Thomas Barr’s near-miss ranks as one of Ireland’s finest

Waterford athlete was one stride away from bronze in Olympic 400m hurdles final

  Annsert Whyte,  Kerron Clement and  Thomas Barr in the 400m hurdles final. Photograph:   Pedro Ugarte/AFP/Getty

Annsert Whyte, Kerron Clement and Thomas Barr in the 400m hurdles final. Photograph: Pedro Ugarte/AFP/Getty

 

Irish Olympic 400m hurdler Thomas Barr came close – 0.05 seconds, or about one stride away – to a bronze medal in an event where an Irish athlete last appeared in an Olympic final 84 years ago.

At those games, in Los Angeles in 1932, Bob Tisdall won the final in what was a world best at the time, 51.7 seconds. It was not ratified as a world record because he hit a hurdle. He was, however, celebrated as the first man to cover the distance in under 52 seconds.

Waterford man Barr, who last season won the World University Games 400m hurdles title, ran a new Irish record of 47.97 seconds in the Rio final, which saw four men finish under 48 seconds.

Fourth is the most difficult place to be in the Olympics, yet Barr’s achievement in this event, which requires sprinting speed, technical precision and endurance, deserves to be celebrated as one of the finest performances in Irish Olympic history.

Barr’s placing is impressive, particularly for the way in which he did it: tough, attacking and finishing strongly behind twice world champion Kerron Clement, who won yesterday’s final in 47.73, having taken silver in Beijing in 2008.

It is also heroic. At 24, Barr is a year younger than Tisdall was when he won in what was only his sixth run over the distance.

Tisdall belonged to a very different world. He was born in Ceylon, now Sri Lanka, in 1907, and raised in Nenagh, Co Tipperary, before being sent to an English public school, Shrewsbury.

He attended Cambridge University, won his Blue in a number of events and was a gifted all-rounder who also finished eighth in the Los Angeles decathlon. He died aged 97 in 2004, having participated in the Olympic torch relay in Sydney aged 93.

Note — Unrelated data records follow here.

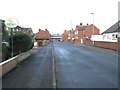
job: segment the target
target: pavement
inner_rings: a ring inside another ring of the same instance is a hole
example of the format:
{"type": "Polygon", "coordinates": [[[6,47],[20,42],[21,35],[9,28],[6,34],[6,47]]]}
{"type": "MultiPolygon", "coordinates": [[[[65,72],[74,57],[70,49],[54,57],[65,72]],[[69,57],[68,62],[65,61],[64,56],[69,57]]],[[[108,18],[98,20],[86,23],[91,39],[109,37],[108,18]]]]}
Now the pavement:
{"type": "Polygon", "coordinates": [[[59,41],[35,50],[3,77],[3,88],[52,88],[53,57],[57,88],[118,87],[118,56],[113,50],[59,41]]]}
{"type": "Polygon", "coordinates": [[[30,57],[2,78],[3,88],[52,88],[51,52],[52,43],[34,48],[30,57]]]}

Barr studied at the University of Limerick, where he also completed a master’s degree in sports performance. He competes in a sport corrupted by drug use and shares the frustration of clean athletes who witness banned competitors casually come and go and often return following reinstatement, only to remain surrounded by doubt.

While the Olympic boxing tournament was marred by dubious judging, track and field – even with its clear-cut fastest/highest/farthest system – has to contend with drug detection and ongoing evasion.

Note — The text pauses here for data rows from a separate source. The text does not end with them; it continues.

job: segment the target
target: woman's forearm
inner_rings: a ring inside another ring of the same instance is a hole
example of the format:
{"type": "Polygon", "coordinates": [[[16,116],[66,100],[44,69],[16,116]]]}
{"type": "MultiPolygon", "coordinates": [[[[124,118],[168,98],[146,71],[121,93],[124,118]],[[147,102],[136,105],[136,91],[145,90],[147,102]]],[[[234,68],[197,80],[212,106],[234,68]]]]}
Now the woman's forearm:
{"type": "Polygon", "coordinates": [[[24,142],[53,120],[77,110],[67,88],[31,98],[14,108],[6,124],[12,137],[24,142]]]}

Injury problems reduced Barr’s Olympic preparation to a shambles. He was one of three European athletes (along with a Turk and an Estonian) in a final that also included two Kenyans; Clement of the US; a Jamaican; and the London bronze medallist, Javier Culson of Puerto Rico, who was disqualified for a false start.

Since it was first run at the Paris Olympics in 1900, the men’s 400m hurdles has been dominated by the US. It has been run 26 times and 18 of the champions have been American, while US athletes have won 40 of the medals. They have achieved clean sweeps on five occasions.

US winners

Tisdall’s historic victory in 1932 was ahead of US silver and bronze medallists, while three Americans have won twice; Glenn Davis in 1956 and 1960; Edwin Moses in 1976 and 1984 (after missing Moscow 1980 due to a US boycott, he also took the bronze in 1988); and Angelo Taylor in 2000 at Sydney and again eight years later in Beijing.

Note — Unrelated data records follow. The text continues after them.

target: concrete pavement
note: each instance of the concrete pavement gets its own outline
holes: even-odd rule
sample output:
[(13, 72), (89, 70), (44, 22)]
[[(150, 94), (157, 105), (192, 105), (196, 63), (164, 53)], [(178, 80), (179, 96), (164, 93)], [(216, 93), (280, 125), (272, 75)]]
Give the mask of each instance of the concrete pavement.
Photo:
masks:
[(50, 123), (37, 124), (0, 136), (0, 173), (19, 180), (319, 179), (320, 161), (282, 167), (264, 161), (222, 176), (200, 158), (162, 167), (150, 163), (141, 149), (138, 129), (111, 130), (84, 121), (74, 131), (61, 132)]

Athletics has changed; with the exception of Jamaican men’s and women’s sprinting, the traditional power blocks have weakened and the medals are more widely dispersed.

Following the boxing disappointments and the ongoing ticket scandal, Barr showed that an Irish athlete could do almost as well on the land as yachtswoman Annalise Murphy and the O’Donovan brothers, Gary and Paul, in the lightweight double sculls, performed on the water.